今回の値上げ率13%は、3月8日から開始される。一方で、学生や教育関係者を対象とした、1週間1ドルの割引は今後も継続としている。

ニューヨーク・タイムズでは、有料のデジタル版定期購読を2011年にローンチ。米国の新聞社の中で、一番最初にペイウォール(一部のコンテンツを有料にすることで、無料閲覧に制限をかけて、有料登録を促す手法)を採用した新聞としても知られている。

ニューヨーク・タイムズが定期購読を採用したときは、まだお金を払ってまでオンラインで新聞を読む時代ではなかった。そんな中でも、デジタル版定期購読のトレンドを牽引することに成功。2017〜2018年には、デジタル版定期購読の売上が前年比で18%増の約4億ドルであった。

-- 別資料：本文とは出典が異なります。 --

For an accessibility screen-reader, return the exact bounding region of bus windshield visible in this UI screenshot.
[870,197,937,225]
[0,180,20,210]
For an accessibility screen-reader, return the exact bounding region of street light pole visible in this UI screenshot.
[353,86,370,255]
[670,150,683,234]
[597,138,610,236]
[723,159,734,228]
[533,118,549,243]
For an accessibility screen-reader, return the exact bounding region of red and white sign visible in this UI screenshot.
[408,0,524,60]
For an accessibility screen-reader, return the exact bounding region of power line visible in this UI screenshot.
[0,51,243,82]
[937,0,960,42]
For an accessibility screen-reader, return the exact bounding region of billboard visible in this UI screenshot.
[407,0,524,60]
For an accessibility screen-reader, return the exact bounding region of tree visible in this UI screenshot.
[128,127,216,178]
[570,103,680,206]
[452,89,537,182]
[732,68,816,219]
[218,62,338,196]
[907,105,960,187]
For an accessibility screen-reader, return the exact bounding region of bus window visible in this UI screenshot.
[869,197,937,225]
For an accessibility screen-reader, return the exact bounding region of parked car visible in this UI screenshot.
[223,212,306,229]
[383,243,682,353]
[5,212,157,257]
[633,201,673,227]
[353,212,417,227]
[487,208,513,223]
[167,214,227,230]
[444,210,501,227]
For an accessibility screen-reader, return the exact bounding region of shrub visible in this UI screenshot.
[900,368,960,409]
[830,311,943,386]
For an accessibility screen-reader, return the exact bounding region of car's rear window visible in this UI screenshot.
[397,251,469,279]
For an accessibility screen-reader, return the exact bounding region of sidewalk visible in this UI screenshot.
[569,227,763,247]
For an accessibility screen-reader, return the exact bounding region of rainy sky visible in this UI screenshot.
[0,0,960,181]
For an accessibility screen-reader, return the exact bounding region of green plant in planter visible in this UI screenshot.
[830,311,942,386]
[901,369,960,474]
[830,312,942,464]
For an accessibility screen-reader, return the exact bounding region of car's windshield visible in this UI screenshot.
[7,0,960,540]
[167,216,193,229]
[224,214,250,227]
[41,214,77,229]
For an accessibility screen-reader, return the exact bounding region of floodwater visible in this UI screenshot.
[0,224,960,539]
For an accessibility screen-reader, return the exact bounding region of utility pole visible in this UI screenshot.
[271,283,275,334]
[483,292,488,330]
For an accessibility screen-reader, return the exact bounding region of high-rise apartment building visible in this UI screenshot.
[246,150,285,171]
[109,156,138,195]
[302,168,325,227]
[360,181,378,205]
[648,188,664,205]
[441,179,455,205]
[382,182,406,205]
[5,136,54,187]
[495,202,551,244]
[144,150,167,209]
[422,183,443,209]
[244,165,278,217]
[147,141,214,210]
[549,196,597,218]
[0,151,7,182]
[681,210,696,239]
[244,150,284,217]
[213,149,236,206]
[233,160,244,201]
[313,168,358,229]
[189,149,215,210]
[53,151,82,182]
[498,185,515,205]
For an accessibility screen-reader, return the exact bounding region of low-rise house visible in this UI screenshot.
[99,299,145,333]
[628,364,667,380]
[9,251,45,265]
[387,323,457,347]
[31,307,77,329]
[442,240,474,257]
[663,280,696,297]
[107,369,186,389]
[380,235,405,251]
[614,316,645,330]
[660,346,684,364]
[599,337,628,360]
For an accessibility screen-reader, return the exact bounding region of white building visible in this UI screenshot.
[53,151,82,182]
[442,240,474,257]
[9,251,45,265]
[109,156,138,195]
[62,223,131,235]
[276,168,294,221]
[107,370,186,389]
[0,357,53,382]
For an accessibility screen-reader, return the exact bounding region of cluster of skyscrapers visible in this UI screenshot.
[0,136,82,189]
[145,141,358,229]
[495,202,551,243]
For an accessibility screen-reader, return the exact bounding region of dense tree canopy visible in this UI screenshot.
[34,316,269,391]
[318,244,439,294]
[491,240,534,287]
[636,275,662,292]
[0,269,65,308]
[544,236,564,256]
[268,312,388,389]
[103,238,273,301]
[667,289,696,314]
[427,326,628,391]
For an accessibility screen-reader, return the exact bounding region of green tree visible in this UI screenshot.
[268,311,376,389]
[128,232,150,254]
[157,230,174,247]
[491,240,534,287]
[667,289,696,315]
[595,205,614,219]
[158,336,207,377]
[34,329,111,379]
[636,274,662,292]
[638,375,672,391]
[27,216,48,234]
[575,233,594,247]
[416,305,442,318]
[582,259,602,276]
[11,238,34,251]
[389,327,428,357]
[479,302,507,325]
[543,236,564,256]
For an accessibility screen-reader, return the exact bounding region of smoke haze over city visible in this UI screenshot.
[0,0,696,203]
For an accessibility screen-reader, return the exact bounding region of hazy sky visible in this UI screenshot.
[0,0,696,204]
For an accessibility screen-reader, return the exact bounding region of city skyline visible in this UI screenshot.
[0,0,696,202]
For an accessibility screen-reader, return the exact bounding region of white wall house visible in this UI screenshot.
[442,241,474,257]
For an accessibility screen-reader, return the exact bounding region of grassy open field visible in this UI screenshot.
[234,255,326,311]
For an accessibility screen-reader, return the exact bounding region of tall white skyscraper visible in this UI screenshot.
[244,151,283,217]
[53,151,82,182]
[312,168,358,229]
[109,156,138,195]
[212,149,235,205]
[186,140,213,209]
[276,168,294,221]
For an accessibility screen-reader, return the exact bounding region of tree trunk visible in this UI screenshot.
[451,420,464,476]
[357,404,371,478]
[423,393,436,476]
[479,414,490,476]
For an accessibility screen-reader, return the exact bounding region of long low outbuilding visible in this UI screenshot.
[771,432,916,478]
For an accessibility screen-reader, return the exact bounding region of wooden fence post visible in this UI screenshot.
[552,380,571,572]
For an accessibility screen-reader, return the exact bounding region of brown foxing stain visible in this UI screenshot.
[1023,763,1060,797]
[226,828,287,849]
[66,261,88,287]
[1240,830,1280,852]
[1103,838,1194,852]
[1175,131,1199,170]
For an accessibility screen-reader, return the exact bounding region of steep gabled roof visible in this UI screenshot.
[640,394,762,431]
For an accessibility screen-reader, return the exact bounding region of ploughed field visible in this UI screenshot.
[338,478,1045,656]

現在、ニューヨーク・タイムズのデジタル版読者は400万人を超えており、2025年までに1,000万人を突破することを目指している。これは、デジタル版読者が150万人である、競合のウォール・ストリート・ジャーナル(The Wall Street Journal)を大きく突き放して、成長を見せている。ニューヨーク・タイムズの成功は、その他の大手新聞社のコンテンツ有料化へのシフトも促している。

ニューヨーク・タイムズでは、2018年中旬から、四半期ごとに20万人以上のデジタル読者を増やしている。また広告売上は、デジタル版と紙新聞から半分ずつとなっている。